============
Data formats
============

.. contents:: Table of Contents
   :local:

TSV
===

Nextstrain strongly prefers using TSV files for metadata even though Augur commands support other delimiters as inputs.
If you are using other formats, we recommend using :doc:`augur curate passthru  <augur:usage/cli/curate/passthru>` to convert them to TSV.

Nextstrain tools and workflows produce `RFC 4180 CSV-like TSVs <https://datatracker.ietf.org/doc/html/rfc4180>`__.

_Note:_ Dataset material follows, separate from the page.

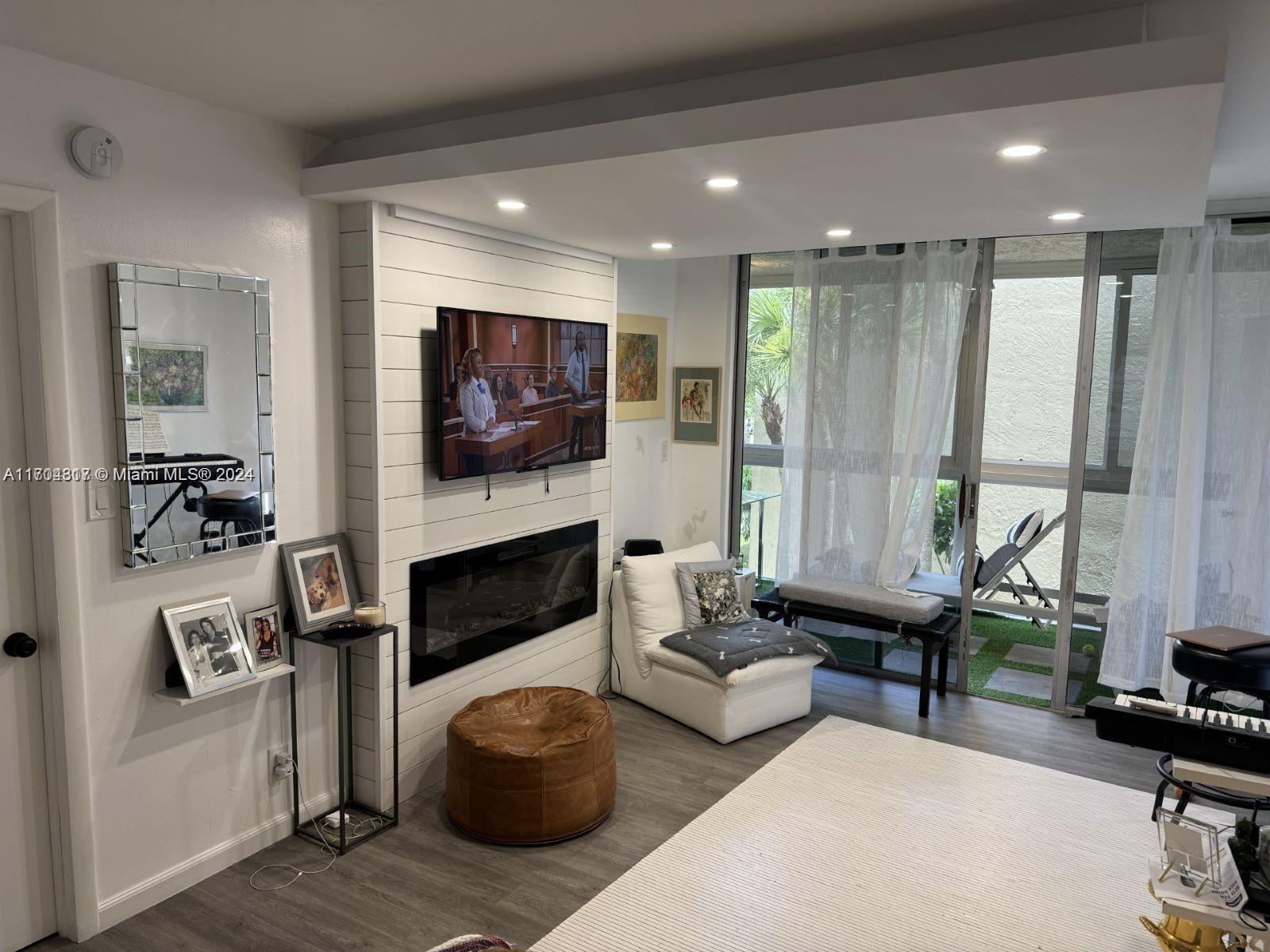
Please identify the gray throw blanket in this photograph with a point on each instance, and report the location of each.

When using `csvtk <https://bioinf.shenwei.me/csvtk/>`__

* the ``--lazy`` (``-l``) option should not be necessary
* the ``fix-quotes``/``del-quotes`` commands should not be necessary

When using `tsv-utils <https://opensource.ebay.com/tsv-utils/>`__

* pass the inputs through ``csv2tsv --csv-delim $'\t'``
* pass the final ``tsv-util`` outputs through ``csvtk fix-quotes --tabs``

.. code-block:: bash

  csv2tsv --csv-delim $'\t' metadata.tsv \
    | tsv-select -H -f strain,date \
    | tsv-uniq -H -f strain \
    | csvtk fix-quotes --tabs > output.tsv

If you are writing Python scripts that process TSV files, we recommend using the
`csv module <https://docs.python.org/3/library/csv.html>`__ for file I/O.

.. note::

  Be sure to follow `csv module's recommendation <https://docs.python.org/3/library/csv.html#id4>`__
  to open files with ``newline=''``.

Reading a TSV file:

.. code-block:: Python

  with open(input_file, 'r', newline='') as handle:
    reader = csv.reader(handle, delimiter='\t')
    for row in reader:
      ...

Writing a TSV file:

.. code-block:: Python

  with open(output_file, 'w', newline='') as output_handle:
    tsv_writer = csv.writer(output_handle, delimiter='\t')
    tsv_writer.writerow(header)
    for record in records:
      tsv_writer.writerow(record)


See our internal `discussion on TSV standardization <https://github.com/nextstrain/augur/issues/1566>`__ for more details.

.. _data-formats-json:

JSON
====

Nextstrain uses a few different kinds of `JSON
<https://en.wikipedia.org/wiki/JSON>`__ files at various stages in a typical
build.

The primary JSON files used by Nextstrain are those consumed by Auspice to
display a dataset.  Without these **dataset files**, Auspice has nothing to
display.  These files are typically the final output of a build and produced by
the Augur command :doc:`augur export <augur:usage/cli/export>`.  They come in
two versions:

v2
  Newer format, with a filename of your choosing like ``${name}.json``.  This
  is often referred to as the **"main" file**.

v1
  Original format, with filenames like ``${name}_tree.json`` and
  ``${name}_meta.json``, often referred to as the **"tree" and "meta" files**.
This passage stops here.